Выбрать главу

— Почему ты снимаешь бабочек, жуков-пауков? — спросила я, выговорив все проклятия по поводу своей злосчастной обязанности поставлять «светские сенсации».

— А разве они некрасивы?

— Красивы. Красиво снимаешь. А почему не женишься?

— А почему ты замуж не выходишь?

Посмеялись. И вдруг я заметила небольшой, с книжную страницу, снимок. На нем знакомое лицо — Удодов. Но не в нынешнем качестве, а гораздо моложе: волосы длинные, отброшены назад, седоватые только у висков. Выражение глаз странное — они округлились, словно заметили что-то поразительное.

— Кто это? — спросила я.

— А-а, мой хороший знакомый. Любопытный мужичок. Я его выручил как-то.

Не рискнула продолжать этот разговор. Михаил проводил меня до дому. Но ощущение своей униженности, обиды я приволокла с собой почти целиком и, укладываясь спать, думала: «И надо ж мне было только лет учиться, читать умные книги, чтобы ползать чуть ли не на коленях перед всякими потаскушками-певичками, вытягивать из них подробности их идиотского, пакостного существования?!» Про снимок Удодова забыла. Слишком жгла обида, бурлило оскорбленное самолюбие. Чувствовала — нужен реванш, необходимо очищение от скверны, крутой поворот судьбы, — деяние, которое вернет мне самоуважение…

Однако, оказывается, мне требовалось получить ещё пощечину от Алексея, чтобы, презрев всякий страх перед последствиями, всякие советы благоразумия, — решиться окончательно на авантюру под кодовым названием «Журналистка Татьяна Игнатьева меняет профессию и превращается… в уборщицу Дома ветеранов работников искусств».

Он улетал в Швейцарию. Я его провожала. До аэропорта его взялся подвезти приятель на собственной «вольво» цвета «мокрый асфальт». Мы обнялись, поцеловались под тополем, чудесно пахнущим после ночного теплого дождя. Я спросила его:

— Рад?

— Очень! Альпы! Женевское озеро! Эдельвейсы!

Он спросил меня:

— Не разлюбишь? Не скучай без меня. И не влезай ни в какие истории, вроде торговли на рынке!

— А если влезу?

— Еще одна аллергия обеспечена.

— А если влезу куда похуже? Где и убить могут?
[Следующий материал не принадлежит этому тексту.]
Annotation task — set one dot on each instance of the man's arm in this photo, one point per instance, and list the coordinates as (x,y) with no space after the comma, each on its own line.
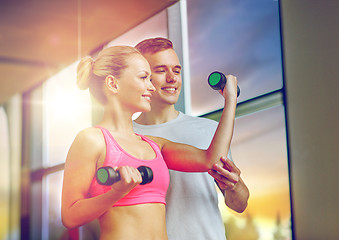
(231,185)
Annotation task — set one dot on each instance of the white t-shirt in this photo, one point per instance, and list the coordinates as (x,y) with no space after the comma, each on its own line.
(191,202)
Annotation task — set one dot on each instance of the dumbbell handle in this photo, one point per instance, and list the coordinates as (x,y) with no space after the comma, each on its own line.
(107,175)
(217,81)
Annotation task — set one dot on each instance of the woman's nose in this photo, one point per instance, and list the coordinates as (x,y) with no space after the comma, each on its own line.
(171,77)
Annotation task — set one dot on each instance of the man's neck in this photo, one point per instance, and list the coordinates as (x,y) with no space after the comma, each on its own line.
(158,115)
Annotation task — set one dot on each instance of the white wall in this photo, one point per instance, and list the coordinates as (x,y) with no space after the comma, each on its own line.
(311,47)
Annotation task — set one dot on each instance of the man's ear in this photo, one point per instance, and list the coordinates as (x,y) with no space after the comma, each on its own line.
(111,83)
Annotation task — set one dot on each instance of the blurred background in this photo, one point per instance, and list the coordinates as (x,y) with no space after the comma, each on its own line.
(284,54)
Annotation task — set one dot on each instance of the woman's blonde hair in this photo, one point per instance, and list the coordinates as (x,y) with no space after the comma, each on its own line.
(110,61)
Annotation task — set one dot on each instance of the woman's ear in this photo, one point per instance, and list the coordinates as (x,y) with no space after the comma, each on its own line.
(111,83)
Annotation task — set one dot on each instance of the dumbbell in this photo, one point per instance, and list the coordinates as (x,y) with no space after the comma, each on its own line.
(217,81)
(107,175)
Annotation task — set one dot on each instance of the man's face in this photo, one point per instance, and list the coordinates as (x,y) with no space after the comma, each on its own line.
(166,76)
— Совсем глупо. Совсем не советую.

Из машины ему крикнули:

— Алексей, можем опоздать! Пробки!

— Сейчас, сейчас! — отозвался он и ко мне: — Очень, очень прошу, будь благоразумной!

— Скажи, — я не отрывала от его синих глаз своего растерянного, но привередливого взгляда. — Если бы тебе пришлось выбирать — любовь, любимая девушка или скальпель… ты бы что… как?..

Он с силой встряхнул меня за плечи, прижал к себе так, что у меня заскрипели ребра, выдохнул:

— Я люблю тебя! Я очень-очень… Но если выбор… Если честно… Ты же предпочитаешь только честно… Любовь или скальпель? Я — мужчина, смею думать — настоящий мужчина, а это значит состою не из одного путь и очень крепкого, драгоценного корешка, но и из честолюбия. Я хочу добиться кое-чего в своей профессии. Мне противна сама мысль, что придется довольствоваться малым, прозябать на задворках хирургии. Скальпель… так ощущаю — продолжение моей руки, моей души, моей сущности. Вряд ли бы ты любила меня непритязательного, кое-какого.

— Алексей! Сколько можно! — крикнули из машины.

— Так что… вилла из белого мрамора обеспечена? — спросила я, хотя уже знала ответ — Алексей способен добиться желаемого. Раз он забыл, что я ему сказала про «могут и убить»…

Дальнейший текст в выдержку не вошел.